Gerald and Sara together were not two but one. They were "The
Murphys," a young and rich American couple who used their youth
and money to establish themselves at the center of a cultural elite
in which everybody was young, talented, acclaimed. Cole Porter,
Stravinsky, Picasso (who was in love with Sara), Cocteau --- though
they were stars on their own, they orbited the Murphys. "There
was a shine to life wherever they were," Archibald MacLeish
said. "It was as though custom and habit had been wiped away
and the thing itself was, for an instant, seen. Don't ask me how."
Then F. Scott Fitzgerald and Ernest Hemingway showed up.
If you've read "Tender Is the Night," you know that Fitzgerald
took the Murphys as models for the Divers. Whatever its merits,
the novel reduced the Murphys to "Beautiful People." In
fact, Gerald was an accomplished painter, an American Leger. He
and Sara were experts on African-American spiritual music. They
financed theatrical productions and helped worthy friends (Hemingway,
for just one).
And they were far from untouched by the troubles of ordinary mortals.

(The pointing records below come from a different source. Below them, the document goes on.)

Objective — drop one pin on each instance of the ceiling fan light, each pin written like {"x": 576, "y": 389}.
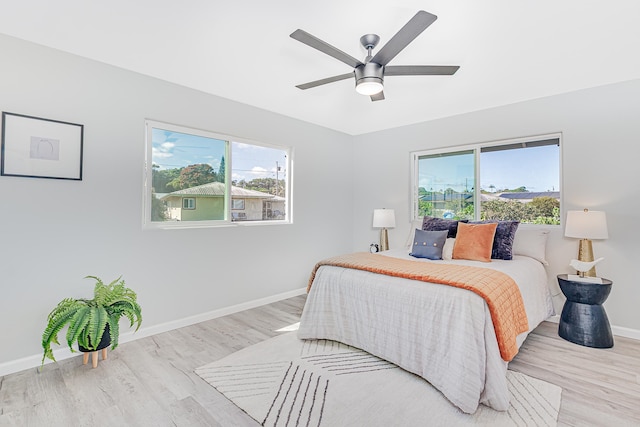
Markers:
{"x": 369, "y": 86}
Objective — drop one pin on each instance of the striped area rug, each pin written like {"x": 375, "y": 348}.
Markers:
{"x": 285, "y": 381}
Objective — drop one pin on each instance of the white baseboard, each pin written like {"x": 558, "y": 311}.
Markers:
{"x": 616, "y": 330}
{"x": 62, "y": 353}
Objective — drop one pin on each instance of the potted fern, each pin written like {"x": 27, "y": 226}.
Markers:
{"x": 93, "y": 323}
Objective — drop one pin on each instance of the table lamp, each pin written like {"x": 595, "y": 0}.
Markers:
{"x": 383, "y": 219}
{"x": 586, "y": 225}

First their young son Patrick came down with tuberculosis. Then,
suddenly, their younger son Baoth died of meningitis. "Fancy.
There's no other word for it," John Dos Passos said. "They
could have thought & thought for a million years and they wouldn't
have been able to think of one like that." Fancy again, a few
years later, when Patrick died, and the Murphys had to carry on
for their one remaining child.
It gets, if possible, more intense. Gerald must confront "a
defect" he first noticed when he was 15 --- a distance from
people which seems to be connected to a very personal, non-sexual
brand of homosexuality. ("Outside of a man and a woman, and
children and a house and a garden --- there's nothing much,"
he wrote.) He returned to his family business, a posh New York leather
store named Mark Cross. He sent money to the faltering Fitzgerald.
He had some deep poetic attachments with young men. And then he
died. Dorothy Parker sent his widow this telegram: "Dearest
Sara Dearest Sara." The widow staged a funeral that was described
as "courage disguised as taste." But that was his life.
And hers.
It's easy to read a book like this for the anecdotes about the
mighty. But Fitzgerald comes across here as an eternal college boy
and a bit of a fool, Hemingway as cold and manipulative. In contrast,
the Murphys seem like explorers of the rarest kind --- blessed with
money, they set out to find beauty and harmony. That they also found
tragedy only makes their story more fascinating.